Perhaps we can grasp that this life is Jesus himself: us in relationship with him. He, within us, enables us to receive everything from his Father and to respond to him: he is one with him. This is the life we need to nurture and sustain. It is this life that Jesus has in mind when, in Capernaum, he speaks, seeking to help the Jews understand the difference between his spiritual understanding and theirs, which remains ever material. For them, it is impossible to understand or accept that they could drink the blood and eat the flesh of a man. We are not surprised: for us too, it would be impossible to accept these words. But the Lord has already spoken of Bread that comes down from heaven, and that Bread will be his Flesh, which we can and must eat.

But what does ‘eat’ and ‘drink’ mean? Is it not to take into ourselves a reality that gives us life, that remains within us and transforms us, and is itself transformed? If we eat his flesh and drink his blood, we shall become one with him, and he with us. This is what Jesus aims to achieve: to raise us, through reason, to another plane. He will also express this through other images, such as that of the vine and the branches: we in him and he in us, so that our life becomes divine, that is, eternal, and we shall be bearers in the world of God’s life, which is love.

The love of the Father and the Son will become the leaven of the world; it will be the seed that bears fruit, all with a view to the transformation of the world, which will become the kingdom of heaven. Today’s feast is a contemplation of inner, divine realities that transform the world in which we live, from a dwelling place of hatred, selfishness and oppression, into a place of communion, celebration, peace and harmony among all.

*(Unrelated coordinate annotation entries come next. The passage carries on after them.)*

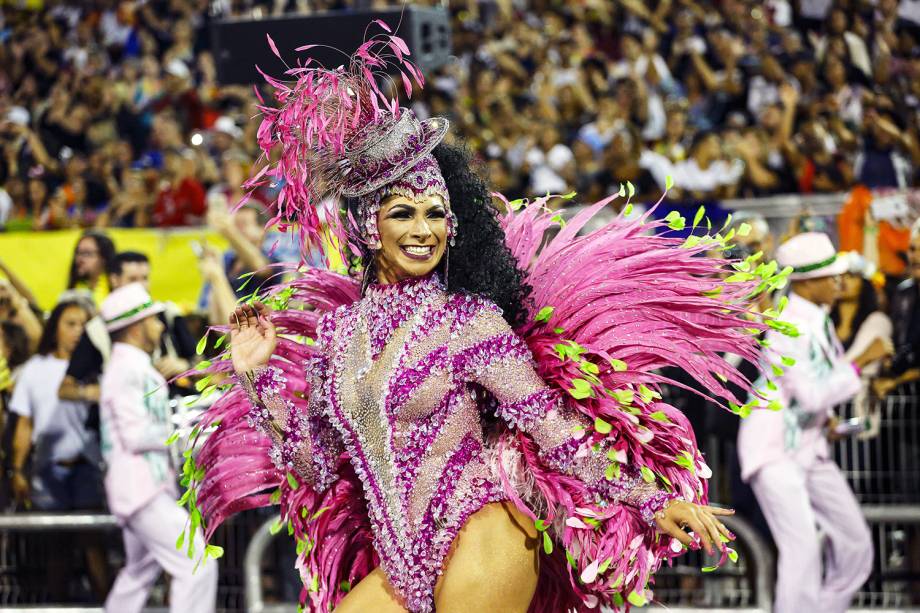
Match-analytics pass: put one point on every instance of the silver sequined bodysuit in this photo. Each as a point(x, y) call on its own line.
point(400, 387)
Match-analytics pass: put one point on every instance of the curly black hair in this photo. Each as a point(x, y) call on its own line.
point(480, 261)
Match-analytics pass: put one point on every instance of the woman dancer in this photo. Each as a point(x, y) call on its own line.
point(466, 397)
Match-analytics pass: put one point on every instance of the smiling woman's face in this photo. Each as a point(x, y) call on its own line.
point(413, 236)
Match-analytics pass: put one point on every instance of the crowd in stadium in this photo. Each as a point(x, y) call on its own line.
point(112, 116)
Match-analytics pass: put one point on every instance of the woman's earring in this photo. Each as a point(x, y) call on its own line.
point(446, 262)
point(368, 274)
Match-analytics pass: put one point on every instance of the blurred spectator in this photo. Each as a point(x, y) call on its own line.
point(885, 157)
point(140, 483)
point(784, 453)
point(113, 115)
point(180, 201)
point(246, 262)
point(92, 258)
point(14, 351)
point(65, 461)
point(172, 358)
point(905, 313)
point(17, 305)
point(704, 175)
point(56, 460)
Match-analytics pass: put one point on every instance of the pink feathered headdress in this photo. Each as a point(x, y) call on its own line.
point(334, 133)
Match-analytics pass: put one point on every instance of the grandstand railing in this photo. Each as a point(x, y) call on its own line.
point(884, 472)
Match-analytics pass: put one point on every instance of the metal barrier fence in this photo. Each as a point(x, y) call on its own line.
point(257, 575)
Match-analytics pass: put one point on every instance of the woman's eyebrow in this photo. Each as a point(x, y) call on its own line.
point(401, 205)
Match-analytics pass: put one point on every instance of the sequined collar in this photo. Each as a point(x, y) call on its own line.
point(384, 308)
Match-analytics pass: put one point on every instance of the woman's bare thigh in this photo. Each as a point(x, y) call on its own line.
point(494, 564)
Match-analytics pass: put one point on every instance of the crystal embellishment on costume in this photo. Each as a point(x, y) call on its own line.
point(399, 379)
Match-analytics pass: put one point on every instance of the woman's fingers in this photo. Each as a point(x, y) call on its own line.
point(718, 510)
point(698, 527)
point(671, 529)
point(723, 529)
point(713, 530)
point(236, 319)
point(261, 309)
point(252, 316)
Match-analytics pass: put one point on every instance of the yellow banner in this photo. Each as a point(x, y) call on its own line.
point(42, 260)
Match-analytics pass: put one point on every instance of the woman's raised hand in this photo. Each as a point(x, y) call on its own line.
point(252, 337)
point(680, 516)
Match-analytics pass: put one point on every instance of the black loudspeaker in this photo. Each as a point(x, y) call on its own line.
point(240, 44)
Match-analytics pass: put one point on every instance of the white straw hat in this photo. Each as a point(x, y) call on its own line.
point(126, 305)
point(811, 255)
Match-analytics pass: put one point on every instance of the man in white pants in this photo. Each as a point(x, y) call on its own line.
point(140, 484)
point(784, 454)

The Bread that we eat, we adore; we place it in plain view so that, as well as entering our mouths, it may occupy our eyes, our thoughts and our reflections, and transform the way we see all people and all things into a contemplation of God’s love. For the bread reminds us of the collaborative labour of many, indeed, of everyone. To see that Bread is not merely to contemplate the Body of Christ; rather, in it we see the unity and commitment of all people, the love and joy of many, their toil and hidden sufferings. That Bread is not merely the fruit of the earth, but of the labour of an endless succession of people, labour blessed by God. We shall contemplate it as it passes through the streets of towns and cities, and we shall hold in our hearts the prayer that, as it passes, it may enter the lives of many, even if they do not know what it is.

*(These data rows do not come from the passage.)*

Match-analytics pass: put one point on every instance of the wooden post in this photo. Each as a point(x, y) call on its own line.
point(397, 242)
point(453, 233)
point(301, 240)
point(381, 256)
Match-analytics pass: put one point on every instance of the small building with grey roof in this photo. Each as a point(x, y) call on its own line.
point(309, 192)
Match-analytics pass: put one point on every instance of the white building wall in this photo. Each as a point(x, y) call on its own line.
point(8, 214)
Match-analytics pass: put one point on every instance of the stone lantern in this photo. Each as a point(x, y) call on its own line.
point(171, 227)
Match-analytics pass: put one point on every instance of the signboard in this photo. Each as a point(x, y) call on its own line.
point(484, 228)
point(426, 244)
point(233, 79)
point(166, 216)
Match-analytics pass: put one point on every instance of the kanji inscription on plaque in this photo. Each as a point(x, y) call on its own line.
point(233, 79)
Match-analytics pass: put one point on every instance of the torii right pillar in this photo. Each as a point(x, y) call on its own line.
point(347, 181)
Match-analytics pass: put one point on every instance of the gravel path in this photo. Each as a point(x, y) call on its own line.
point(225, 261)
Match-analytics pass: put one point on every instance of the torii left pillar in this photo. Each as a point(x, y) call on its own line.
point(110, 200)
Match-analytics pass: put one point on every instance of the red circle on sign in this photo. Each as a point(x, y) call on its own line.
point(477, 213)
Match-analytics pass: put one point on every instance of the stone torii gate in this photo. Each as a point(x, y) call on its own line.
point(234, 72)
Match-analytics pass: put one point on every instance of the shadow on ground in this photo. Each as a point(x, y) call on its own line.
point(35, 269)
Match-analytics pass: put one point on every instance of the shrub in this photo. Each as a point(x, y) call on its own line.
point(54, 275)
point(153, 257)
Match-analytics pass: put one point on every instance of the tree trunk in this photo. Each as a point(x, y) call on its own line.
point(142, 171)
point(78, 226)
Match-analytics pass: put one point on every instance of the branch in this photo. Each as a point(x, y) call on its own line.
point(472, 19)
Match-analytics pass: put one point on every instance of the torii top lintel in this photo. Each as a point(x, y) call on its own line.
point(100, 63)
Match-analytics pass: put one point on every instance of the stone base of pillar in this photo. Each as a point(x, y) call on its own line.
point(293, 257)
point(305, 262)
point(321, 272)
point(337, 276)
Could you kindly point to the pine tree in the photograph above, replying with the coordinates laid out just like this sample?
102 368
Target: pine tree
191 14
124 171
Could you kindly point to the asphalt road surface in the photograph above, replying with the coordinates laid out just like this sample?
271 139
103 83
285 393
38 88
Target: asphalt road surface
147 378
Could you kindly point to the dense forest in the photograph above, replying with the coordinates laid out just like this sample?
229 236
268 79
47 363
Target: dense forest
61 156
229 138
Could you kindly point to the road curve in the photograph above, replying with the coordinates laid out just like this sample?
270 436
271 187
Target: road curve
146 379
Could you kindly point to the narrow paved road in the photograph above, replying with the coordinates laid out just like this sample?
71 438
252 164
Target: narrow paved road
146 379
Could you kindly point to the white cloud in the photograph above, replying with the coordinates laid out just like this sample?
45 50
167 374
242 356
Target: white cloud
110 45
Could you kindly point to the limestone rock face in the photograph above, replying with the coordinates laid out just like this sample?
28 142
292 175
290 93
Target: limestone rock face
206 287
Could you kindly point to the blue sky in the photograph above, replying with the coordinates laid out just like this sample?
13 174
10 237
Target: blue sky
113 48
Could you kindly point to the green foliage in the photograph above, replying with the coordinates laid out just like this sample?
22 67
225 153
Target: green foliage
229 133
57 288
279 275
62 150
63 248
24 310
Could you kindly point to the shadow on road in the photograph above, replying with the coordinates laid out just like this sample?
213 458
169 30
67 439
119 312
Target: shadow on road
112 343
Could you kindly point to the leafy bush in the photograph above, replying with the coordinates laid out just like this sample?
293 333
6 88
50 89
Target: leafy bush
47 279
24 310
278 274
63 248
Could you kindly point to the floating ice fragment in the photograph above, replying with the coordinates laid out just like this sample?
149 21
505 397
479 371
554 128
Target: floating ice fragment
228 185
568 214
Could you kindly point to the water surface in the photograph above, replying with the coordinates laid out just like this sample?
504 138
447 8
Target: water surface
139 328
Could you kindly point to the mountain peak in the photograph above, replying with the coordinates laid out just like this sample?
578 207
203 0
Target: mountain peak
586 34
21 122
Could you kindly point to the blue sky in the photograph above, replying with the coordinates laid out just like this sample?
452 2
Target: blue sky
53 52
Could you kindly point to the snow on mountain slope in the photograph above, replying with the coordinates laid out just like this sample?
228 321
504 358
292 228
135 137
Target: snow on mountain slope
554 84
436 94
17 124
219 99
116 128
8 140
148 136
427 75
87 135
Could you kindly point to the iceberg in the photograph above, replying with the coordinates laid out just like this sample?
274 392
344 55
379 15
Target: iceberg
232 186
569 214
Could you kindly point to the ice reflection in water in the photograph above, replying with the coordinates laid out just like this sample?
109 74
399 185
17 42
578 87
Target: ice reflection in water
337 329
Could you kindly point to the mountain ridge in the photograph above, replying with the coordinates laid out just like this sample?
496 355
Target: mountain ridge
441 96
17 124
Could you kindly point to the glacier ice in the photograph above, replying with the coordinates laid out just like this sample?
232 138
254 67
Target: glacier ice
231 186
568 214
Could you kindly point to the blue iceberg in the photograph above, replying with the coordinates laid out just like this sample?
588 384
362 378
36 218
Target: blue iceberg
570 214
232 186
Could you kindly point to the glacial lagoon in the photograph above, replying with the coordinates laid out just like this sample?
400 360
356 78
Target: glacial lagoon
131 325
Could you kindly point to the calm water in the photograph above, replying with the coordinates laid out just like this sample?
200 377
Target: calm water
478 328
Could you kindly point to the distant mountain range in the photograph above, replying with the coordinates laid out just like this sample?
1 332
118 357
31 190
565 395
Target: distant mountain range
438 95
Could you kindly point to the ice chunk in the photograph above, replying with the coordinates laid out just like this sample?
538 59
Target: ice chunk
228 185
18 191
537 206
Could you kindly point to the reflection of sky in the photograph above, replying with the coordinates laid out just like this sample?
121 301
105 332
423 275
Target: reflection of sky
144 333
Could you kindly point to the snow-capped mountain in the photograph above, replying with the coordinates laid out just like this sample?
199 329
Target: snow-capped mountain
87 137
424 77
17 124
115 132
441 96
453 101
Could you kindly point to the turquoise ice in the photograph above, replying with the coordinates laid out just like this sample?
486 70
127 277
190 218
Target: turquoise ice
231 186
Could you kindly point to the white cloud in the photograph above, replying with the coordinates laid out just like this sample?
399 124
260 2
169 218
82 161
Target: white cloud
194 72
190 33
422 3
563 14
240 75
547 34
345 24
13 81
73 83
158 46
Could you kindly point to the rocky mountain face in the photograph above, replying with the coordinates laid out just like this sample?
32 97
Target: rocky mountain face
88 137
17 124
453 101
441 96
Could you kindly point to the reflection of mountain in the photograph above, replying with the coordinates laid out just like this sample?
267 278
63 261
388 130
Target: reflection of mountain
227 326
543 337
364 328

So it was with the Israelites who walked behind Moses in the desert, nourished by the manna, which they did not know what it was or where it came from. Yet it kept them alive and gave them the strength to continue their journey, so that they might ‘understand that man does not live by bread alone, but that man lives by whatever comes from the mouth of the Lord’. So we eat and contemplate the Bread of Jesus, knowing that it comes from the Lord, and that the life it gives us is his own: we become partakers of the God who is love and faithful mercy!